Friday was clearly the busiest day of the weekend with 73.6 million people hitting stores and Web sites for doorbuster sales. Though traffic subsides after Friday, 56.9 million people shopped on Saturday, up from 48.3 million last year, while another 26.2 million people planned to shop on Sunday.

Though retailers in all categories were featuring big bargains, a majority of shoppers visited discount stores for holiday deals. According to the survey, more than half (54.7%) of this weekend's shoppers visited discount stores. Nearly half (43.0%) shopped at a traditional department store, up 11.1 percent from 38.7 percent last year.
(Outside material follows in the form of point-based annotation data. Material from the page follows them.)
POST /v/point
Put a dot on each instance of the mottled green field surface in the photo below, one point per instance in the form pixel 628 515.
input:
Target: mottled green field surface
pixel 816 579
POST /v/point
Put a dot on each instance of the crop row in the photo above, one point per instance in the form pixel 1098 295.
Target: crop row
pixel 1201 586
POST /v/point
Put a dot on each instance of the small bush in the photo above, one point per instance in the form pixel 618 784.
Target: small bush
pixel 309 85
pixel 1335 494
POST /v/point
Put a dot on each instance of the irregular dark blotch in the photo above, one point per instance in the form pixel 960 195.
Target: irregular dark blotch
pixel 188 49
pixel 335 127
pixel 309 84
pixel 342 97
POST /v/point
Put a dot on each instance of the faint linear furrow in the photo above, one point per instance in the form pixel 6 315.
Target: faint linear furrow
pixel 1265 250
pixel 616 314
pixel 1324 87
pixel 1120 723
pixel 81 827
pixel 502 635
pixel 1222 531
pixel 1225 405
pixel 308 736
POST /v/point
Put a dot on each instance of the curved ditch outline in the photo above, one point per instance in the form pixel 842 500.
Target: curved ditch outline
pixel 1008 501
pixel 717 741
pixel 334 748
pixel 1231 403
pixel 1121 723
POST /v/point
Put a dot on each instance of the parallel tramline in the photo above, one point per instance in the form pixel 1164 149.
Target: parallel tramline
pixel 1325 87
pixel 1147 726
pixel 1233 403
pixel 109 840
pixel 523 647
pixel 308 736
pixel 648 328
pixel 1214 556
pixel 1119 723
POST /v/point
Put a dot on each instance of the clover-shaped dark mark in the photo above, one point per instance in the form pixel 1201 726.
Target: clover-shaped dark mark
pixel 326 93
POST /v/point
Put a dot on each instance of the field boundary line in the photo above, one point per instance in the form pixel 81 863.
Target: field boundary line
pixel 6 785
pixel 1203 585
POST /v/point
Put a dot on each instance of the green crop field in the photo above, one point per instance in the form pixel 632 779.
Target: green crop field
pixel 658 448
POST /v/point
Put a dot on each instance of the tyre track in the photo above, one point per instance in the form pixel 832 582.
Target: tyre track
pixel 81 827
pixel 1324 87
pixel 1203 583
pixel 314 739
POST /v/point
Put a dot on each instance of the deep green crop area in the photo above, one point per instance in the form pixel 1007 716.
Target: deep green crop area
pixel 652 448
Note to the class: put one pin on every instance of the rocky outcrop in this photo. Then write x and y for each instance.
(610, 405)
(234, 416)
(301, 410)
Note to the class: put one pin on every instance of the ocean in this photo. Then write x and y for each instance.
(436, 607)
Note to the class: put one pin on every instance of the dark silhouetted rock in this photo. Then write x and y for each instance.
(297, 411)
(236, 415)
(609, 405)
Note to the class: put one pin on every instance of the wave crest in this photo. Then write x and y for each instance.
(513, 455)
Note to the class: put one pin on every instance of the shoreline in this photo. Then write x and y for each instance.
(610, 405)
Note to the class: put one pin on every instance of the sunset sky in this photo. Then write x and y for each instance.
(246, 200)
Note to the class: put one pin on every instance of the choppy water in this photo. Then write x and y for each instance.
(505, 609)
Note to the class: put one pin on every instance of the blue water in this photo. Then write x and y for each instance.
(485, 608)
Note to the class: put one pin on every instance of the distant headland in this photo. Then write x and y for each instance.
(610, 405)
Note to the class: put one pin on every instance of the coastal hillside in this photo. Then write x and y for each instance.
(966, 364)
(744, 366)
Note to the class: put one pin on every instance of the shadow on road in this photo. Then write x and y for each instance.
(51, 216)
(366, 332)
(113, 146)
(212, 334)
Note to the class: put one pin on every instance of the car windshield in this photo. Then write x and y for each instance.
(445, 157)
About one-third of shoppers visited specialty stores like clothing or electronics stores (36.0%) and shopped online (34.0%).

"Pent-up demand on electronics and clothing, plus unparalleled bargains on this season's hottest items helped drive shopping all weekend," says NRF President and CEO Tracy Mullin. "Holiday sales are not expected to continue at this brisk pace, but it is encouraging that Americans seem excited to go shopping again."

As expected, many shoppers (50.9%) purchased clothing and accessories over the weekend while 39.0 percent bought books, DVDs, CDs and video games and 35.9 percent purchased consumer electronics. Toys were also big sellers, as 28.5 percent of shoppers bought a toy. Gift cards were down 10 percent, perhaps due to concerns about retail bankruptcies.

But while spending was up, there were troubling signs in the early numbers. The bargains that drove shoppers to stores were so stunning, analysts said that retailers - already suffering from double-digit sales declines the last two months - would probably see their profits drop even further. Also potentially troubling for retailers is that consumers say they are further along in their holiday shopping - on average, 39.3 percent done versus 36.4 percent a year ago, according to the NRF.

NRF continues to project that holiday sales will rise 2.2 percent this year to $470.4 billion.